I spent seven months at St. Mary Church in Garden City, Kan., between September and Easter. When I arrived at St. Mary Church, I was asked if I had learned Spanish in school. Soon I was commissioned a eucharistic minister and gave weekly Communion to Spanish-speaking persons unable to leave their homes. This was a good way to practice speaking Spanish since they wanted to talk; I mostly listened.
Then, the Cursillistas came to the rectory and asked if one of us would be their chaplain. I think that the Holy Spirit inspired me to volunteer. As chaplain, I heard them sing and pray and felt right at home. This experience gave me the motivation to become fluent in Spanish and helped me to understand that in my priesthood I would be working with Spanish-speaking parishioners. This experience also influenced my decision to attend Catholic Theological Union in Chicago where I could continue formation in Spanish-speaking communities. During my studies in Chicago, I did ministry in Spanish-speaking parishes on the near west side.
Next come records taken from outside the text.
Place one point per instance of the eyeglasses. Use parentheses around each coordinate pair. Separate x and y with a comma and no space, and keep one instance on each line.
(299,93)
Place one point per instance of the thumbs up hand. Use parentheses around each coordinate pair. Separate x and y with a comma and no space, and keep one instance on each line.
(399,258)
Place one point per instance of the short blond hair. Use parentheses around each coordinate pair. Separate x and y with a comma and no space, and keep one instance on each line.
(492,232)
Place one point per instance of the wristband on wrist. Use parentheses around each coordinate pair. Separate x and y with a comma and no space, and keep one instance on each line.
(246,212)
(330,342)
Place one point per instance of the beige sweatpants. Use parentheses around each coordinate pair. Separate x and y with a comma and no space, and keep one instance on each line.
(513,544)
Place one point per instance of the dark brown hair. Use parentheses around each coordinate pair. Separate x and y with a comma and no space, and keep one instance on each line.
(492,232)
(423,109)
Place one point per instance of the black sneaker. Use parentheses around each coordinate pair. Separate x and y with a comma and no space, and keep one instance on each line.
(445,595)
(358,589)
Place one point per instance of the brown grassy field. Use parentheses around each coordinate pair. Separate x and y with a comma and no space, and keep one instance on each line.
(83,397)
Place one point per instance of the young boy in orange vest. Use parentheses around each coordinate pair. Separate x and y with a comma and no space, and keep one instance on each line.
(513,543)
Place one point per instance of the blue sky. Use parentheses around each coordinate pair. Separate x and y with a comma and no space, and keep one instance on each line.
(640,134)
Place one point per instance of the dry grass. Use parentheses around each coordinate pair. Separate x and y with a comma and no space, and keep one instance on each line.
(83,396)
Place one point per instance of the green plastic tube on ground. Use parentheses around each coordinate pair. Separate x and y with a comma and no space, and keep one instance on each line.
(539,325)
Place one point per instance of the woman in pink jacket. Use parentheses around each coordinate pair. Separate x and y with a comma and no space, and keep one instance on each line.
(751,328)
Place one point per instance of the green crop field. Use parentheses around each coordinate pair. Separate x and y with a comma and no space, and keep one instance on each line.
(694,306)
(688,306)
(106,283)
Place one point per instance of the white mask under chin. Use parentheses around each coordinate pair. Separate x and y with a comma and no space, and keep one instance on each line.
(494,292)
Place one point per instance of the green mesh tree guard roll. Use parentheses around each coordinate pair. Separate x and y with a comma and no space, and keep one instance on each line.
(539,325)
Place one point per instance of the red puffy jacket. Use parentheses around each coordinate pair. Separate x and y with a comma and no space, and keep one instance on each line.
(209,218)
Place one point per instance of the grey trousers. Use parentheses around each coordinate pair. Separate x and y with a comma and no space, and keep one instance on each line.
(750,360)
Ordained in 1981, my first assignment was at a German-Russian parish in North Dakota. I was filling in and waited to go south where I would begin Hispanic ministry. In July of 1983, I went to San Angelo, Texas, and in late August I went to Spanish language school in Mexico City. A fellow priest went with me and we looked for a church near the school. I found a home at Sacred Heart of Jesus Church, seven blocks from the school.
I attended Mexican-North American Cultural Center which taught three-week terms from 9 a.m. to 1 p.m. Being part of Sacred Heart Church, I had daily Mass in Spanish, three Sunday Masses in Spanish and Saturday evening Mass in English for the tourists. The first month, the pastor walked in and gave the homily. After a month, I wrote my homilies and read them. I became fluent by speaking to the pastor, the secretary, the family who lived on the first floor of the rectory and provided services for the rectory and church.
Ministerial and social visits to the parishioners also helped me to become fluent in Spanish. I did sick calls to homes as well as blessings of all sorts. In March of 1983, I returned to Texas to begin Mexican-American ministry. It was very much a bilingual ministry. Generally speaking, the elderly spoke Spanish, the middle-aged were bilingual and the youths spoke English.
In July of 1993, I went to Kansas City, Mo., where I worked as a pastor to a combined parish of Mexican-Americans and immigrants from Central America. I became much more fluent in Spanish since the immigrants spoke only Spanish. Giving baptism classes, doing marriage preparation, and visiting immigrant families improved my fluency in Spanish. In 2004, I went to Sedalia, Mo., where I ministered to Anglos as well as Central American immigrants. Many of the immigrants worked at Tyson Foods, a chicken-processing plant. In 2014, I came to Ottumwa where I continue to work with immigrants from Central America.
It takes motivation to learn a foreign language. My motivation came from wanting to communicate my faith in Spanish and the enjoyment of being with Hispanic immigrants. It also takes humility to learn a foreign language because I think that one needs to be more like a child. One needs to begin with simple, short statements and to listen well. Children learn from listening to adults speak.
One also has to be patient. As you listen to and speak Spanish for a considerable time, you will begin to think in Spanish rather than English; that is a great accomplishment. One way to learn Spanish besides taking adult classes is to watch Spanish TV. Watching the news in Spanish is a good method since most news is repetitious and familiar. If you have access to a bilingual missalette, you could read the Spanish readings right after you read the English. To become fluent in Spanish, one needs to visit neighbors who speak Spanish, which shouldn’t be difficult to find in many of our Iowa towns.
(Fr. Jim Betzen is pastor of St. Mary of the Visitation Parish in Ottumwa.)